À défaut d'obtenir une promesse d'adhésion rapide à l'Otan, l'Ukraine espère que le conflit en Géorgie poussera l'Union européenne à reconnaître dès le sommet UE-Ukraine du 9 septembre à Evian sa vocation à la rejoindre un jour.

«Avec ce qui se passe en Géorgie, ce sommet se doit d'être un succès» en reconnaissant la vocation de l'Ukraine à rejoindre le bloc européen, a déclaré jeudi le vice-ministre ukrainien des Affaires étrangères, Konstiantyn Yeliseyev.

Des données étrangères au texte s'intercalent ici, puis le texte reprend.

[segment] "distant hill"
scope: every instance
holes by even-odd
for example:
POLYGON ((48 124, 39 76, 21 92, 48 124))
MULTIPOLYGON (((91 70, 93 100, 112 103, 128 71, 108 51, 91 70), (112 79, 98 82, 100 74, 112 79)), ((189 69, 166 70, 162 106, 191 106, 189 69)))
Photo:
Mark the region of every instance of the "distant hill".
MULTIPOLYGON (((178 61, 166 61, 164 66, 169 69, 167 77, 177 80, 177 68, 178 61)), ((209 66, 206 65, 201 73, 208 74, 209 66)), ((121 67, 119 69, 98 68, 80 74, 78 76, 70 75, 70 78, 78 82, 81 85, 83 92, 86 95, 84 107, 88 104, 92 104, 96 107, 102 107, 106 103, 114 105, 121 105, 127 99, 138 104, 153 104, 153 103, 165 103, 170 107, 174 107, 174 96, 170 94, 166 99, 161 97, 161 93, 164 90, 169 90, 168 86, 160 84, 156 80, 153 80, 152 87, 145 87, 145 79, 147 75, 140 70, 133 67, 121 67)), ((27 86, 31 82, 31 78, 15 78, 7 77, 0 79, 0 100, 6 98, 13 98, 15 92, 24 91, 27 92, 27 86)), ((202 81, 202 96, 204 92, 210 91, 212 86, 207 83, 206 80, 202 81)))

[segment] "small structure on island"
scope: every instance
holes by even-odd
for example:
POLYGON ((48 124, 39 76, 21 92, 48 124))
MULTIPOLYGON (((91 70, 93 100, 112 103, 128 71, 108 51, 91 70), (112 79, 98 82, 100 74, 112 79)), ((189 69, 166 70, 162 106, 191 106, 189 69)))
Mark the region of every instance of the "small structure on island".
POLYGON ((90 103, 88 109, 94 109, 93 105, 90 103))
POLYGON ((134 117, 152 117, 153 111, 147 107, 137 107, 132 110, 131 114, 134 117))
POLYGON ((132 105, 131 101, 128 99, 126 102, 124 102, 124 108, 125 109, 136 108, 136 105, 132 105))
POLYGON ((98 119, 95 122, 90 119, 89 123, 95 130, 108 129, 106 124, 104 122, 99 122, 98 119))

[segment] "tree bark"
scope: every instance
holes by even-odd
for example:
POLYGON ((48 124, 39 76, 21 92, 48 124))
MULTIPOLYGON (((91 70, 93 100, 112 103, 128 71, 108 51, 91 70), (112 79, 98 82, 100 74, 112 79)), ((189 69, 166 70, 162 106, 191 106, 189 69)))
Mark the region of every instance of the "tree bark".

«Nous avons besoin du soutien politique et moral de l'UE», a souligné M. Yeliseyev. Il a néanmoins refusé de préciser quelle était aujourd'hui la priorité: l'adhésion à l'UE ou celle à l'Otan, que l'ancienne république soviétique réclame plus que jamais.

«C'est comme demander à un enfant s'il préfère son père ou sa mère, il faut les deux», a répondu le vice-ministre.

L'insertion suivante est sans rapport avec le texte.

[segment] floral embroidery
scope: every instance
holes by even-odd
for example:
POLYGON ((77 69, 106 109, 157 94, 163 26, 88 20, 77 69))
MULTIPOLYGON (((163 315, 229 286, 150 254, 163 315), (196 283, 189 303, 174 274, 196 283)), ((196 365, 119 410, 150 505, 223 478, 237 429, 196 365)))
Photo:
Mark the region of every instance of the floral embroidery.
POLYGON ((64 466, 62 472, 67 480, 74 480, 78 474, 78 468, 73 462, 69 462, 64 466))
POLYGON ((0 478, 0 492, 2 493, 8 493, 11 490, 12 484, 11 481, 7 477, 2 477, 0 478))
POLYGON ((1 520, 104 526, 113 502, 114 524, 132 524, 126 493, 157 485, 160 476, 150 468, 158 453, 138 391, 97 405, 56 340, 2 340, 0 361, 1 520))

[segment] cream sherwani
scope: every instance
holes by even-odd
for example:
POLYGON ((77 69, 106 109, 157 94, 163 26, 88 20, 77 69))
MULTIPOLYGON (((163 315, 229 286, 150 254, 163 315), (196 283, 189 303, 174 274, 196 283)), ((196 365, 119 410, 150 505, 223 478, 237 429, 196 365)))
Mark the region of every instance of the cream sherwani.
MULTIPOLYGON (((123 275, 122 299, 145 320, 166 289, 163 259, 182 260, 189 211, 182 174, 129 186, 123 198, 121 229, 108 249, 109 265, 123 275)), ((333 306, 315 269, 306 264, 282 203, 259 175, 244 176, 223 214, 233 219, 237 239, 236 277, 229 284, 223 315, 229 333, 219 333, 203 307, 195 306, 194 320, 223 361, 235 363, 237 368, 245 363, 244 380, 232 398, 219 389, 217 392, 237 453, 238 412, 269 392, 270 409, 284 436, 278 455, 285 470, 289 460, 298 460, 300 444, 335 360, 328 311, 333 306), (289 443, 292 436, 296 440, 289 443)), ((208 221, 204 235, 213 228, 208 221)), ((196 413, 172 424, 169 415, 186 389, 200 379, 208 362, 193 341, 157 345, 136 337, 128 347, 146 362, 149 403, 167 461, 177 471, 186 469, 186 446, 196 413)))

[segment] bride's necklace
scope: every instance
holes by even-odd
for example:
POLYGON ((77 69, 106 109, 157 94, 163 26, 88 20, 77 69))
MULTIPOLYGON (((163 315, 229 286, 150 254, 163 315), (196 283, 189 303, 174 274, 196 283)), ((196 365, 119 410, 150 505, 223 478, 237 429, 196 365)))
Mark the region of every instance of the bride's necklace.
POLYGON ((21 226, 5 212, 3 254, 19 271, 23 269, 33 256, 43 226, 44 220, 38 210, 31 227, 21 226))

Comme l'Otan, qui compte 21 pays du bloc européen, l'UE est divisée sur une possible adhésion de l'Ukraine, peut-être plus encore que sur celle de la Géorgie.

Pologne, Pays baltes, Suède et Grande-Bretagne ont toujours estimé que, l'Ukraine étant sans conteste un pays européen et que cette perspective lui était due.

Mais les pays de la «vieille Europe» y étaient opposés, soucieux d'éviter toute nouvelle promesse d'élargissement, comme de ménager la Russie.

L'Ukraine est donc restée jusqu'ici cantonnée à contre-coeur dans la politique dite de «voisinage» de l'UE, comme la Géorgie, l'Azerbaïdjan, l'Arménie ou la Moldavie. La ligne officielle de la Commission a consisté à dire que la porte de l'UE ne lui est «ni ouverte ni fermée».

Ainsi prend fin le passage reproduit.